In 1970, the Southern soul music maverick Jerry Williams, Jr. made the most radical move of his career. Frustrated with music business politics Williams reinvented himself as Swamp Dogg, an irreverent anti-hero smashing the conventions of commercial R&B music.
“I needed an alter ego because I wanted to say some things,” he would later tell NPR. “I wanted to be able to talk about sex, religion, politics; I wanted to sing about everything.” And sing about everything he did.
Swamp Dogg’s debut release Total Destruction to Your Mind featured a post-apocalyptic take on the Muscle Shoals’ sound, with lyrics inspired by the revolutionary politics and psychedelic drugs of the late ‘60s. The music on Total Destruction to Your Mind stood worlds apart from the formulaic pop tunes Williams started cutting in 1954 under the name Little Jerry, and Swamp Dogg hasn’t looked back since.
But the music business wasn’t ready for Swamp Dogg, nor was the rest of America. His bizarre album titles and wild cover art turned the average consumer off, while his subversive lyrics and anti-war activities alongside Jane Fonda earned him a spot on Richard Nixon’s infamous enemies list. Swamp Dogg was not deterred. He seemed to relish operating from the margins of the music business, consequently becoming one of the quintessential outsider figures in American music.
Though most of his records would go woefully underappreciated in their own time, critics and audiences alike would eventually come to see Swamp Dogg for the visionary he remains.
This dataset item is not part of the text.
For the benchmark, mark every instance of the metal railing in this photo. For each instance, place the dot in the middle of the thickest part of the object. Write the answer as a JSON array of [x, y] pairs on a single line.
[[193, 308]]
The New York Times praised his “salty, earthy Southern-soul storytelling;” Rolling Stone hailed his catalog full of “classics that have influenced generations of younger musicians;” The Independent dubbed him a “psychedelic soul original;” The Fader declared him a “legend;” Pitchfork called him “one of pop’s great cult acts;” and Vice crowned him “the unsung king of soul music.”
Now, more than fifty years after his debut album, Swamp Dogg is still re-inventing himself, still as a radical as ever, exploring contemporary sounds on 2018’s Love, Loss, and Autotune and now bluegrass on Blackgrass: From West Virginia to 125th St.